I am alarmed by the consensus belief among investor friends in the GCC that Silicon Valley "unicorns" are worth owning at any price in the private market. True, we believe in IPO "name investing" in the Gulf or at least we did until a succession of brand name IPO's like Emaar Malls, Emaar Development and Dubai Parks and Resorts tanked below their IPO offer price. Unicorns are no different. Snap was a wildly successful unicorn but the post IPO performance has been a disaster, as I had guesstimated in a column last year since Facebook is just not an archrival any new business can vanquish. Blue Apron is down 60 per cent from its offer price.
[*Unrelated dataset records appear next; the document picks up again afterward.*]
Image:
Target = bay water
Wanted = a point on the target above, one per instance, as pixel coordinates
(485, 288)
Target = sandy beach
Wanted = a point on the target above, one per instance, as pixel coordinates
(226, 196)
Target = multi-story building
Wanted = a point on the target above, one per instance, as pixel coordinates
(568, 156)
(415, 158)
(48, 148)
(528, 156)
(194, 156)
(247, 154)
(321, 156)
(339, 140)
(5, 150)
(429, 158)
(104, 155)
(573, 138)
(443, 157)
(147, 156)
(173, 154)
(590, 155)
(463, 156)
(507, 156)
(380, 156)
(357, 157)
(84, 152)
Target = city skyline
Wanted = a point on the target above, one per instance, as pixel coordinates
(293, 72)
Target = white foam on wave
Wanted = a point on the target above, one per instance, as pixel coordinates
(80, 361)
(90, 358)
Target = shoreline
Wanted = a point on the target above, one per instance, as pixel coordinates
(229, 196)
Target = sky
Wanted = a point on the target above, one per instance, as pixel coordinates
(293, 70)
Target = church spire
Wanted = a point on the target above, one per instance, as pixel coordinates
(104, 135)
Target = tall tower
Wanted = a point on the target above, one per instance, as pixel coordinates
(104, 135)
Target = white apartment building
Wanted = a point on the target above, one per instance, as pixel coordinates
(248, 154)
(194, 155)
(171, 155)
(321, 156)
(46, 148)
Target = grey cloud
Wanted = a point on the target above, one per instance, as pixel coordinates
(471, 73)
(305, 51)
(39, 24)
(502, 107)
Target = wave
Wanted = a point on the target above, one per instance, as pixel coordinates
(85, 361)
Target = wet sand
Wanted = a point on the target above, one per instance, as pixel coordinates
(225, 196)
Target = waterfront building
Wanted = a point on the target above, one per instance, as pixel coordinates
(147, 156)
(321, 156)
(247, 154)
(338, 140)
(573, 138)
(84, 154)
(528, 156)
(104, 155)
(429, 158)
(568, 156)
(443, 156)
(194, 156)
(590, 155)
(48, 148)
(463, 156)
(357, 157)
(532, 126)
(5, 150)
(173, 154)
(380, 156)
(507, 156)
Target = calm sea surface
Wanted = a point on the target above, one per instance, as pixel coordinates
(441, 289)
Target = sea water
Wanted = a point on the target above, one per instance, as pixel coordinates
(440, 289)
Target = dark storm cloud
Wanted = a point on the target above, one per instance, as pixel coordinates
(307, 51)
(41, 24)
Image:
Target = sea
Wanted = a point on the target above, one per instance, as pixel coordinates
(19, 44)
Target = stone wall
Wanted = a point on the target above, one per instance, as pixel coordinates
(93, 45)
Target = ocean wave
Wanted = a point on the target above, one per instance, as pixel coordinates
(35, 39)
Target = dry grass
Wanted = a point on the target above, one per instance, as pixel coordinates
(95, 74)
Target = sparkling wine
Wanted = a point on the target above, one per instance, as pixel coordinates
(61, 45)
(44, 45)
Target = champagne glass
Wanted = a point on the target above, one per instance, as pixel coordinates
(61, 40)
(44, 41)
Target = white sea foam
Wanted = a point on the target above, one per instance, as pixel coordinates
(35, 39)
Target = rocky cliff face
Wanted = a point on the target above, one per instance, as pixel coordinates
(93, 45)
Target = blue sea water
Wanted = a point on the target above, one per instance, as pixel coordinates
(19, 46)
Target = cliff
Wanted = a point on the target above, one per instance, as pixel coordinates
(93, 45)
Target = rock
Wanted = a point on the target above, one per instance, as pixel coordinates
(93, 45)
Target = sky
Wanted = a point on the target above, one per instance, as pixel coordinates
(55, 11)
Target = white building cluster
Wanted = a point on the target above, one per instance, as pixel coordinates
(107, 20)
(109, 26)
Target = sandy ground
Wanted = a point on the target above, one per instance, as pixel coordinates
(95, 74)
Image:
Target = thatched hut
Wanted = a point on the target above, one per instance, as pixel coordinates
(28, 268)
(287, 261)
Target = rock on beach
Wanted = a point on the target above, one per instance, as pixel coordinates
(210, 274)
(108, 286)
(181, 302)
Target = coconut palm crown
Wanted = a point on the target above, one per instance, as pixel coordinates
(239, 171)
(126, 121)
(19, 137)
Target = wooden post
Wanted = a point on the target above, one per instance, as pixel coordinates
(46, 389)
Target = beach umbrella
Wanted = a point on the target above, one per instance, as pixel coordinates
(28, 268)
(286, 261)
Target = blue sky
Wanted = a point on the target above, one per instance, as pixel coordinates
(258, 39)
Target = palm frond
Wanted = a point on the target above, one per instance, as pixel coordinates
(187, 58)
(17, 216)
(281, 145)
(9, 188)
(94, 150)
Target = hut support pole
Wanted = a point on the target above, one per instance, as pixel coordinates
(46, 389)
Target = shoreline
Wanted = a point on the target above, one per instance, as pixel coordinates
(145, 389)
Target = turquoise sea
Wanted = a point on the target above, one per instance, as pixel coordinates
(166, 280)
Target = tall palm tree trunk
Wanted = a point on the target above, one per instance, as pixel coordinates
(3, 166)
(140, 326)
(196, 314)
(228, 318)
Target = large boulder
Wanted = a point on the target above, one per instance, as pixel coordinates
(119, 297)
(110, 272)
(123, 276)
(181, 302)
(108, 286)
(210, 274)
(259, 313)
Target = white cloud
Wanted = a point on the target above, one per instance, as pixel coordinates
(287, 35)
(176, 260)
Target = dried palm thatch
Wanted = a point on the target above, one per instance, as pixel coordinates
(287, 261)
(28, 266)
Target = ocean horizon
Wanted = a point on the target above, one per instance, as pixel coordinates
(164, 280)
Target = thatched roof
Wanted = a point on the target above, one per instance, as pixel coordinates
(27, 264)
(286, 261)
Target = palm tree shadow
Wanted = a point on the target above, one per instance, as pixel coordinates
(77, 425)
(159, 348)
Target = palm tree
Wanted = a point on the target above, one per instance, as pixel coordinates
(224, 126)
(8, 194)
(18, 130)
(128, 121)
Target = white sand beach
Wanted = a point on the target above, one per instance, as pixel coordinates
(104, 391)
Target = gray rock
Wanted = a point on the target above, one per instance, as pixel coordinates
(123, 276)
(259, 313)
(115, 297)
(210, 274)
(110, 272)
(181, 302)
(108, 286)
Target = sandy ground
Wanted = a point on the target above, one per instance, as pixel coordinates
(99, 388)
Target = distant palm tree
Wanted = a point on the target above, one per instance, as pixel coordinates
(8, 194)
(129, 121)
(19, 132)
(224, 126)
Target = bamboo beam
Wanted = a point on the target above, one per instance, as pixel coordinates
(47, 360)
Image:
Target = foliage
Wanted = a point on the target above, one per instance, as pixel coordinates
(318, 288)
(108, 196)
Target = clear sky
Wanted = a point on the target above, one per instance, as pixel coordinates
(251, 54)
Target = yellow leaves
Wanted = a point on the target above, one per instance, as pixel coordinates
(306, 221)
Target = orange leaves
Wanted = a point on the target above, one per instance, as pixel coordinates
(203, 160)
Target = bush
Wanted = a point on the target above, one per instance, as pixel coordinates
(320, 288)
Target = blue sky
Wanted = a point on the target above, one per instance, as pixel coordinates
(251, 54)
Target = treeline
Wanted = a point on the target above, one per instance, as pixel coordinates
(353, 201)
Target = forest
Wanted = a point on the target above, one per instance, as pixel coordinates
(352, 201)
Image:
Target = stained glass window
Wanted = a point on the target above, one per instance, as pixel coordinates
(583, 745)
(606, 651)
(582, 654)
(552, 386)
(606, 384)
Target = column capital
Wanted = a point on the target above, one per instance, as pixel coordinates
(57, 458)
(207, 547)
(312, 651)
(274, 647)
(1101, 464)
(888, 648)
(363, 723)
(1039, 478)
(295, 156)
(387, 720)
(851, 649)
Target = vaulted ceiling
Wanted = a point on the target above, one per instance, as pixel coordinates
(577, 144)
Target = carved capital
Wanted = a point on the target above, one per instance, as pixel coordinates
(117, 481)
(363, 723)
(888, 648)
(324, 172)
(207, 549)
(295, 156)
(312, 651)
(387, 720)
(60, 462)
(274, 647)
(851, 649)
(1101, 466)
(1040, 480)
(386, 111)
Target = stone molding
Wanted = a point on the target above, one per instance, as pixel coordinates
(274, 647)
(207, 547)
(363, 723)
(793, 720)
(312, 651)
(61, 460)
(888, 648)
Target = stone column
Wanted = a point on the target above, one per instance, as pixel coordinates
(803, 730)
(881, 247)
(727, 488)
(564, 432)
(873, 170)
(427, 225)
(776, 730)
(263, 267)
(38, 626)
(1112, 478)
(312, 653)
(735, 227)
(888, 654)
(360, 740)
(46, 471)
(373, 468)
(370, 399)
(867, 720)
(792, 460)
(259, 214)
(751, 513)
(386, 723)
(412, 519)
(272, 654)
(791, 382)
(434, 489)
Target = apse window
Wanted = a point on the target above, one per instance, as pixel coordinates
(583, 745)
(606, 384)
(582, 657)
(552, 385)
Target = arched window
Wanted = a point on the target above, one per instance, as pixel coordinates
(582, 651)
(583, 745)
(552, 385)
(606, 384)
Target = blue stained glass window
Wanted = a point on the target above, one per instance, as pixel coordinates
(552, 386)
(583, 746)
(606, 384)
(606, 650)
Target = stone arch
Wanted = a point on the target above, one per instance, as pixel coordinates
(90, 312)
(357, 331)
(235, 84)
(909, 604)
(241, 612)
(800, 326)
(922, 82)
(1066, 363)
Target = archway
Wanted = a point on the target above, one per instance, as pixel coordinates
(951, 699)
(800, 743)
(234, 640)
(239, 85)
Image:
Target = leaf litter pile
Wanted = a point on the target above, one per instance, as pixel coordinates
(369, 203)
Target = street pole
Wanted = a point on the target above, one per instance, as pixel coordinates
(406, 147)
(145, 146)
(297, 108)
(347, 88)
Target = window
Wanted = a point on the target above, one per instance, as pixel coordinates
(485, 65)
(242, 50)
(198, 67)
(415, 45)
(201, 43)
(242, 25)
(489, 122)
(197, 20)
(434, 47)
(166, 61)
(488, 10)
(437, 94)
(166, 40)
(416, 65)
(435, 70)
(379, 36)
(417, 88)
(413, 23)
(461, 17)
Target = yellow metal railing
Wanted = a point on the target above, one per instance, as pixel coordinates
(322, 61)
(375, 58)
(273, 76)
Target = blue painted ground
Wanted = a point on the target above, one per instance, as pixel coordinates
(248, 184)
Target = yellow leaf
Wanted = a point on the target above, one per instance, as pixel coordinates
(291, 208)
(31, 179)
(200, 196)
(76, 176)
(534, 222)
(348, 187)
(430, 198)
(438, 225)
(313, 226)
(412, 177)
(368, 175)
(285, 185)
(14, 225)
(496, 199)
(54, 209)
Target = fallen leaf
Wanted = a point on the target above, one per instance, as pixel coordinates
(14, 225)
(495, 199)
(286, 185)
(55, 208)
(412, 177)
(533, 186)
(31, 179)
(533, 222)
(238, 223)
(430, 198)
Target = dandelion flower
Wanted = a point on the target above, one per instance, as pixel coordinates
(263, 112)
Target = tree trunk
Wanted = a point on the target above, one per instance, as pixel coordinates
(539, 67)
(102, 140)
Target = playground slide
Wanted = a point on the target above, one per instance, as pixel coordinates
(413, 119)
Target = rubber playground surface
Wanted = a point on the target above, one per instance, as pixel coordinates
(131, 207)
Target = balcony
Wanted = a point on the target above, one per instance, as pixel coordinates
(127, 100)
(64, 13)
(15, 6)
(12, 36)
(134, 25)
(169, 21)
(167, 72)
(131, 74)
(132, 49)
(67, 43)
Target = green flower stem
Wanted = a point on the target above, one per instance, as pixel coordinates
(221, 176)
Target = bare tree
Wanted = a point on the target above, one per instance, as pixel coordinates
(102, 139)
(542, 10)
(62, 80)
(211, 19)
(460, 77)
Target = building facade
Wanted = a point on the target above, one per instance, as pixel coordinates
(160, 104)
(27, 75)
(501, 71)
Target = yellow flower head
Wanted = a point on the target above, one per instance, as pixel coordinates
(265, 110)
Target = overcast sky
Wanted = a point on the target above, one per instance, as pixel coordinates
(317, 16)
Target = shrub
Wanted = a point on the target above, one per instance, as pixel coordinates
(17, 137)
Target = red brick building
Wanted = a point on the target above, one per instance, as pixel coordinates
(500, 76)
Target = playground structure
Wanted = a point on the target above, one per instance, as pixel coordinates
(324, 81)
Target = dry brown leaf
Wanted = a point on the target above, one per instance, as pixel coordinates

Softbank slashed 30 per cent from Uber's stratospheric valuation with its latest financing round that settles the company's post-Travis future. With the Nasdaq at historic highs and the S&P 500 index at 23 times trailing earnings amid a global trade war, a dollar free fall and a spike in US Treasury bond yields, I can easily evoke memories of the tech bubble peak in 1999-2000 or, ghastlier still, Black Monday October 1987. So will I be an aggressive buyer of Spotify's direct listing IPO when (if?) it happens in March. No. Yet if the market cap falls to $12-$13 billion or three times revenue, the music streaming firm will be worth nibble.
Other IPO's that interest me are ride hailing app Lyft and social network Pinterest and online rental broker Airbnb and container software firm Docker. This is one of the iconic enterprise cloud infrastructure companies, even though I believe that there is now a valuation bubble in both the private and public markets. If I were an early stage financier/venture capitalist, I would watch the IPO pipeline for 2018-19 with a dollop of cynicism. As Charles Ryder reminisced when his battalion passed the haunted silk road of Brideshead, I have been here before!
The Valley grapevine contends 240 companies have a private market value of $1 billion (what could possibly go wrong?) - and I thought unicorns were rare beasts! Late stage funds in Wall Street, Europe and Asia have gone ballistics led by the $100 billion Vision (so many visions, so few ophthalmologists!) Fund. A tsunami of liquidity has literally swamped the Bay Area, Palo Alto, San Jose and Cupertino. Its raining moolah. Santayana was so right. Those who refuse to learn the lessons of history are doomed to repeat them.